“A Póvoa havia sido uma terra feliz com jogo semiclandestino por todo o lado. As rusgas eram raras e cómicas. Vinha a polícia, o jogo parava, os agentes contavam o dinheiro que havia nas mesas, arrolava os móveis, sem esquecer nenhum, e, passados dias tudo voltava à mesma. Era uma belíssima vila onde a anarquia triunfava”
Alexandre Pinheiro Torres, no romance ‘O Adeus às Virgens’
O fundador do Café Chinês, Carlos Evaristo Félix da Costa (1828-1906), empresário hoteleiro estabelecido no norte de Portugal, filho de uma rica família de emigrantes no Brasil, era natural do Porto, onde residia. Apostou em duas prometedoras zonas turísticas: Espinho, inicialmente, onde em 1861 funda o ‘Café Chinês de Espinho’, e depois, na Póvoa de Varzim, em 1886, onde passaria a residir. Conta-nos João Félix da Costa, bisneto de Evaristo, croupier do Casino da Póvoa de Varzim, que seu bisavô Evaristo emigrou para o Brasil após ter perdido muito dinheiro ao jogo. Regressado do Brasil, onde ganhou bom dinheiro, diz à família: “Perdi a minha fortuna ao jogo, mas agora será aí que a vou recuperar!”.
O ‘Café Chinês da Póvoa’ inicia a sua atividade em 1886, sendo à semelhança do de Espinho, centro de tertúlia intelectual, espaço de diversão musical, e local privilegiado para a prática (então proibida por lei!) de jogos de fortuna ou azar. Em 1888, o conselheiro Pinheiro Chagas, procurou Camilo Castelo Branco na Póvoa de Varzim, e claro, deteve-se no Café Chinês: “O distincto homem de lettras gostou muitissimo da nossa formosa terra e ficou maravilhado ante o deslumbramento com que se apresentam os nossos cafés, especialmente o ‘Chinez’, onde s. exª se demorou algum tempo”.
Em 1876, Ramalho Ortigão fala dos cafés e do jogo proibido, no livro As Praias de Portugal. Lá ele apontou: “Em todos os cafés, há um compartimento supplementar em que se joga o monte ou a roleta. Em um d’elles, passa-se da sala do bufete ao jardim, onde se acha a roleta installada n’um bonito pavilhäo.

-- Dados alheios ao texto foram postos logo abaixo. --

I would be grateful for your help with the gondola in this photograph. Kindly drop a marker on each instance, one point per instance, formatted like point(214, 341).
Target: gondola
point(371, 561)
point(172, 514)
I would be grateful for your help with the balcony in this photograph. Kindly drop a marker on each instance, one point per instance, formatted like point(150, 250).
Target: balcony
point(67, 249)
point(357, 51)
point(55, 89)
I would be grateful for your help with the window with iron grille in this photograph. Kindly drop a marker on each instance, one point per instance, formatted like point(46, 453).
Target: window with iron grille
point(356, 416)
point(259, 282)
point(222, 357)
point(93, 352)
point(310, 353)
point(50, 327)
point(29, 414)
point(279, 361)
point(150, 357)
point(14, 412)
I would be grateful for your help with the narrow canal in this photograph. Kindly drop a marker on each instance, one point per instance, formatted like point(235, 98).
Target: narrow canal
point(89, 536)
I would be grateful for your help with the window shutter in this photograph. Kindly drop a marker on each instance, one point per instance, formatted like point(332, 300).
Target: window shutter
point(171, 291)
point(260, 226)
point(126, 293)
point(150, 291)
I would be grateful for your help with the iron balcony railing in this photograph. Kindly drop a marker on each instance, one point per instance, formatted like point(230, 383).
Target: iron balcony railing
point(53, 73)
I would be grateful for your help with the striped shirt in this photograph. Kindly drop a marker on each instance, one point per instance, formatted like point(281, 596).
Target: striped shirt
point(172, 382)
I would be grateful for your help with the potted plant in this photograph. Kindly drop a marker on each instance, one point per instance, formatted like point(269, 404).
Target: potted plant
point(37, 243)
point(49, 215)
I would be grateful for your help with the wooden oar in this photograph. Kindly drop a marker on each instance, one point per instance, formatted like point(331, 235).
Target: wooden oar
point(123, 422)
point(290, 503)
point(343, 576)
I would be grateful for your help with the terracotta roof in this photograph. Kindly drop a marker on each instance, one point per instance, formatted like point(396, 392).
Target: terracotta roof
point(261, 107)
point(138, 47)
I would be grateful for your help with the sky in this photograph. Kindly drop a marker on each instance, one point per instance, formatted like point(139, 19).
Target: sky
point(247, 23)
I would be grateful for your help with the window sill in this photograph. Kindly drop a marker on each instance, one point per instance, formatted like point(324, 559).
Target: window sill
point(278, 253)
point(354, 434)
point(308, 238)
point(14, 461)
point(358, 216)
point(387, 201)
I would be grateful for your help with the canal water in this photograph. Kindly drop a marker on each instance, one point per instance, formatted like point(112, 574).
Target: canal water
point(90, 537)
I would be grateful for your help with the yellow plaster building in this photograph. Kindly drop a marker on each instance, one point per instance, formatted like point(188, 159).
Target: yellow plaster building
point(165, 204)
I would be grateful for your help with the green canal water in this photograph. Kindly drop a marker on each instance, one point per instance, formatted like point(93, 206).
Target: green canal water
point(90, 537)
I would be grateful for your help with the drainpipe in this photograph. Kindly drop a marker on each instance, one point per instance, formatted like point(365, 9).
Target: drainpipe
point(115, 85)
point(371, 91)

Na Póvoa, assim como em Espinho, na Foz, na Figueira, em todas as grandes praias, a concorrência em volta do panno verde é das mais curiosamente variadas”.
Mas é ao Café Chinês de Espinho, Celeste Império como era conhecido, que Ramalho Ortigão, nas FARPAS que se refere detalhadamente: “(…) um lojista, a quem pedi o obséquio de me trocar uma libra, informou-me delicadamente de que não tinha prata, mas que eu a encontraria na roleta da porta ao lado.
Aquella em que estive, e que denominam o Celeste Império, pareceu-me ser um estabelecimento inteiramente respeitável e digníssimo. O edifício do Celeste Império é espaçoso e nobre. Nada da futriquice das repartições públicas, dos estabelecimentos de instrucção, ou das secretarias de Estado!”.
O CASSINO CHEGA AO CAFÉ
Com o passar dos anos, o Café Chinês foi cada vez mais justificando os seus créditos de café elegante e distinto. Tão distinto que na Póvoa de Varzim chegou a Casino! Depois de funcionar durante alguns meses no salão da antiga Assembleia Povoense, o jogo concessionado, de 1929 a 1933, teve lugar nos salões do próprio Café Chinês. A Empresa de Turismo Praia Póvoa de Varzim S.A.R.L. fora criada em 14 de setembro de 1928, algum tempo depois da 1ª Lei do Jogo de 1927. A primeira concessão foi atribuída a essa empresa em 1928. Cerca de dois anos depois, iniciaram-se as obras do casino. Só em 10 de junho de 1934, foi solenemente inaugurado o Monumental Casino da Póvoa, acontecimento de grande relevo em toda a imprensa nacional.
Em 1º de janeiro de 1989, iniciou-se a quinta concessão, atribuída por concurso público também à Sopete, S.A., concessão que foi já prolongada, já que em 14 de dezembro de 2001, em conformidade com o DL nº 275/2001, de 1º de outubro, se procedeu à revisão do contrato de concessão celebrado em 29 de dezembro de 1988 com a então empresa Sopete S.A., o qual foi integralmente substituído por outro celebrado com a Varzim Sol, S.A., que entretanto substituiu a antiga Sopete. Este último contrato de concessão do Casino da Póvoa de Varzim findará no dia 31.12.2023.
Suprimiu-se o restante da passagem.